I sit face to face with a complete stranger. I’m feeling uncomfortable. They shift and smile awkwardly as we both try to keep eye contact. We haven’t been properly introduced, and that’s the point. The stranger has three minutes to tell me who they are and how they got here. I must not interrupt and listen as deeply as I can.
When the stranger finishes their story, I’m instructed to recount what they have told me. The twist is that I must use the first person singular ‘I’. Scouring my mind to reconstruct what was told over the last three minutes, ‘I’ step into my partner’s shoes.
‘So… you… no… I am from Canada. I am a designer and….’ Stressing the ‘I’, makes me feel like I’m gritting my teeth, trying so hard to internalise someone else’s story. And in trying so hard to remember every detail, I have ‘not heard’ 90% of what the other person has said. Being ‘empathetic’ under pressure is difficult.

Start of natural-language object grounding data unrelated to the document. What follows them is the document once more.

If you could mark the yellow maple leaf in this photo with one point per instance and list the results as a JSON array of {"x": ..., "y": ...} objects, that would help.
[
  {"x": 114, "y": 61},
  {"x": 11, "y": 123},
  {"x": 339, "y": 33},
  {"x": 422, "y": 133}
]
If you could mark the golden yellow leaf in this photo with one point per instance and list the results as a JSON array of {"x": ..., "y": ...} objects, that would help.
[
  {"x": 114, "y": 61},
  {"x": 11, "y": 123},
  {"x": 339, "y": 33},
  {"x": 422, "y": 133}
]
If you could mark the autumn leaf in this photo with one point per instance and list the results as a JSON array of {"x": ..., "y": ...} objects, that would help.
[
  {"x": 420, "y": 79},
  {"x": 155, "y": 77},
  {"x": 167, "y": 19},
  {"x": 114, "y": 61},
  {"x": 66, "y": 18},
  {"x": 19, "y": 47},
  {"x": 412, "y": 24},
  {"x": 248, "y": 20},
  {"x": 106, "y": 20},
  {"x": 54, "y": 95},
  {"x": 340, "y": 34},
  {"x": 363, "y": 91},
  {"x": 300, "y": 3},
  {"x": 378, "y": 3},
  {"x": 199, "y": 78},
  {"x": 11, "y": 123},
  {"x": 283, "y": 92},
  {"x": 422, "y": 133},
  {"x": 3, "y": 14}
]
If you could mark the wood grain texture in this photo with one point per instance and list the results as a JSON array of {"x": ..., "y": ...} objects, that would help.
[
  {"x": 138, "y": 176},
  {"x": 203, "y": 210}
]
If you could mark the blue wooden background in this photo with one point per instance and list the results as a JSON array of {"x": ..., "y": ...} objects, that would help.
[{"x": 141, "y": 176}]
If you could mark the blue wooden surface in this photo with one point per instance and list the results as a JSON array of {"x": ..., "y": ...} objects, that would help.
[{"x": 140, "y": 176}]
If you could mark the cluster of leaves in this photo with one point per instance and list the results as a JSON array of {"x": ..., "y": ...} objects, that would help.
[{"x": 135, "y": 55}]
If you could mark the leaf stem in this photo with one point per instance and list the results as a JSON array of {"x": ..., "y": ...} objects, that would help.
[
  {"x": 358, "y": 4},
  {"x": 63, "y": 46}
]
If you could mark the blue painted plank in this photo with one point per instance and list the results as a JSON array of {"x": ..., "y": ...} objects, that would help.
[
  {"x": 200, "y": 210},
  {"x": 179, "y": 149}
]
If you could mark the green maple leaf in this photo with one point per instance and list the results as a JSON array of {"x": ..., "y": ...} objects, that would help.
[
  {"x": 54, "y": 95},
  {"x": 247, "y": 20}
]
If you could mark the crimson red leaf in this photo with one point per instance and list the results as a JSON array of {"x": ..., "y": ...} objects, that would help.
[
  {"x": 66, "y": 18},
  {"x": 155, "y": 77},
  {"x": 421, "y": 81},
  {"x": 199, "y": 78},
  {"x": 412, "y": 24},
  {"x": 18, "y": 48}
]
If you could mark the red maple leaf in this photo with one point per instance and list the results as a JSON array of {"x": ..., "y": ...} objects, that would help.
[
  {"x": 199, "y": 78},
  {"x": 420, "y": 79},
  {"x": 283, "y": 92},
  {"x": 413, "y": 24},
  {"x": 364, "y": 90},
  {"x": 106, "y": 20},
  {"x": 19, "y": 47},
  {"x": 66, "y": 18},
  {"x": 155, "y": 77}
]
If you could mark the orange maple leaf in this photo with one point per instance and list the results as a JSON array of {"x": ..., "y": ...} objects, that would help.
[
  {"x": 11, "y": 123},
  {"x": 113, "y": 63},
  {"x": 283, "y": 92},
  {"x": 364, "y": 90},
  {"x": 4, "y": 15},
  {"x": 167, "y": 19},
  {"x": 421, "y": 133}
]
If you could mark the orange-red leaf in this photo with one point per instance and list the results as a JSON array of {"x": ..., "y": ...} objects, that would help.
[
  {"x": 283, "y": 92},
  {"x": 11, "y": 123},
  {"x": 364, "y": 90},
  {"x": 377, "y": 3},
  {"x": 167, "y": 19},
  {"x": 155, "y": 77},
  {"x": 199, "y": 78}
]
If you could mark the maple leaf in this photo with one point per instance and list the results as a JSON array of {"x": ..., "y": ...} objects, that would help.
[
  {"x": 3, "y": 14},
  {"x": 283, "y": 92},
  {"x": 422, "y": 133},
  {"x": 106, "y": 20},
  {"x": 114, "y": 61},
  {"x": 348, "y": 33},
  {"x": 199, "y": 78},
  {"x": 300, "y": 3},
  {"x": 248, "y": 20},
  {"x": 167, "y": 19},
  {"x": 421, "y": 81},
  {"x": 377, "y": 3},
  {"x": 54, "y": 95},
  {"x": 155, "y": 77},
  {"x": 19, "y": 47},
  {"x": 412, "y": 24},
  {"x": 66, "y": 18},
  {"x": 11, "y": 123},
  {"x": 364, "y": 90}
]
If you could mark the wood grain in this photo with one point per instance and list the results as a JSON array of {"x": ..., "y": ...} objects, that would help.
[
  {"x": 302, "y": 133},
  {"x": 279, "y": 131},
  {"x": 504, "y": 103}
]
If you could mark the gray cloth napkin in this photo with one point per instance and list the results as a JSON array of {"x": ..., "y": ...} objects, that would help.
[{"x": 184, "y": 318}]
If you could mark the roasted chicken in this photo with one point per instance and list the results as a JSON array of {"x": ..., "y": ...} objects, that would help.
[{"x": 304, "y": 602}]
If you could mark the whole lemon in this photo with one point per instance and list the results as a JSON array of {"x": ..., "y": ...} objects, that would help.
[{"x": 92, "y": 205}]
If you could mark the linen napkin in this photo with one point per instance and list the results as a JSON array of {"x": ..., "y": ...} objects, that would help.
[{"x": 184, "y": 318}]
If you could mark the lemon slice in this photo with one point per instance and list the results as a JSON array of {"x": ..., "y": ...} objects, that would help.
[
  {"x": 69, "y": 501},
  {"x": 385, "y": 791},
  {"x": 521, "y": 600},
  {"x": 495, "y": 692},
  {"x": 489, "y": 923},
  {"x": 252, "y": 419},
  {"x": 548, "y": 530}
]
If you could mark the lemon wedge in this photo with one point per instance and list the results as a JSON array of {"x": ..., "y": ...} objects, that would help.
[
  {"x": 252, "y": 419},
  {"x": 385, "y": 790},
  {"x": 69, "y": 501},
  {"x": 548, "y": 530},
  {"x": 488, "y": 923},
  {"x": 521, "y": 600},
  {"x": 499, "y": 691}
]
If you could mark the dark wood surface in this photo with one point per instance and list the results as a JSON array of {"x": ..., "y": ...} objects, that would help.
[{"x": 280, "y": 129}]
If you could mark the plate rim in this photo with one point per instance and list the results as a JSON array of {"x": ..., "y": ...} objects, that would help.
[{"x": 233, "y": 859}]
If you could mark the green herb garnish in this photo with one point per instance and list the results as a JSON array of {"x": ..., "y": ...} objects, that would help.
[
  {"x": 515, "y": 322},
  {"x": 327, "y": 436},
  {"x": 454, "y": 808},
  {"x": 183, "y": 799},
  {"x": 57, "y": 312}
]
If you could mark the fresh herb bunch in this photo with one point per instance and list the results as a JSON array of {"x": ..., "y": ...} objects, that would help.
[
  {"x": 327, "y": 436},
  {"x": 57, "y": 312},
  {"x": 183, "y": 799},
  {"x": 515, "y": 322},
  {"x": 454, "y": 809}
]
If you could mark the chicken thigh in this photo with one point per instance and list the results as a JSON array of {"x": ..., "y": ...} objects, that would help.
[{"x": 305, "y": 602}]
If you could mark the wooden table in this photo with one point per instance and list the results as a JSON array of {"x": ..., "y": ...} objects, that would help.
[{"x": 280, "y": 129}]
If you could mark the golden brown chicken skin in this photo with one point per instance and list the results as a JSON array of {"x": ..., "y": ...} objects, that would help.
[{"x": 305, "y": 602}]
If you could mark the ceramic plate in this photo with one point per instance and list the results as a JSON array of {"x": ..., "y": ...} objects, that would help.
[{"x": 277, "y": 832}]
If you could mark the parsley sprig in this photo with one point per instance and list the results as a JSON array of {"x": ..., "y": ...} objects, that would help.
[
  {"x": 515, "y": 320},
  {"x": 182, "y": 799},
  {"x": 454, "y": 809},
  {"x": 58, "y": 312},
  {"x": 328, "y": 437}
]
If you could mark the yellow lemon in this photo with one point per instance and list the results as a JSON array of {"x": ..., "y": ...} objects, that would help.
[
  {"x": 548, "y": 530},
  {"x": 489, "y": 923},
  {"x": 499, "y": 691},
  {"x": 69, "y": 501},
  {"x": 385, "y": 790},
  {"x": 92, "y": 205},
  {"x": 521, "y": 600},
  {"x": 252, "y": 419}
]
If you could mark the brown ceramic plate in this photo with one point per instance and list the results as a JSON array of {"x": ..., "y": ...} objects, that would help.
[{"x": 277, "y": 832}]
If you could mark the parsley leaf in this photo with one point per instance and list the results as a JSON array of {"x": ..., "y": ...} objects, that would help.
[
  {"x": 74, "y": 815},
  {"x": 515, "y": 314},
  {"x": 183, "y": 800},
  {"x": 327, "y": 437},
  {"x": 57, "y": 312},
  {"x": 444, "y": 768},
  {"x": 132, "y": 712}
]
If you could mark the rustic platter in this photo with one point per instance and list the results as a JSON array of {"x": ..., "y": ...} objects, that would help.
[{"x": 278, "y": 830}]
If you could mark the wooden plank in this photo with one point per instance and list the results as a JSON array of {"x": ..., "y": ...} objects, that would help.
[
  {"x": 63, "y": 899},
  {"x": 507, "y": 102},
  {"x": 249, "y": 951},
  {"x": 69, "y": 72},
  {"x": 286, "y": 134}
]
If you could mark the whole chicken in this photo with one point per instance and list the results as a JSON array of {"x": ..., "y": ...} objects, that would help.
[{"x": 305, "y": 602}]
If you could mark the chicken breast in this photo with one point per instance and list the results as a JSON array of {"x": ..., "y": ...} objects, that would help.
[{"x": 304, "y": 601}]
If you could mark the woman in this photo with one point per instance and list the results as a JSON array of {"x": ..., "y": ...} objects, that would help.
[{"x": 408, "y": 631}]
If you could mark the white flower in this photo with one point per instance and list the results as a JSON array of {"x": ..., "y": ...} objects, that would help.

Alastair Somerville, a sensory design consultant and one time counsellor, designed this face-to-face interview technique to illustrate how difficult it is to listen and ask questions effectively. In his Architecting Emotions workshop he revealed how emotions are crucial to effective communication between humans and technology, and how this cold disembodied interaction with machines might become more ‘human’.
We are bad listeners
Alastair made me repeat the interview exercise three times. At first, I could barely recount what was told. Only on the third try, feeling more confident, I became better at remembering details. It was a slow and difficult process being attentive on demand.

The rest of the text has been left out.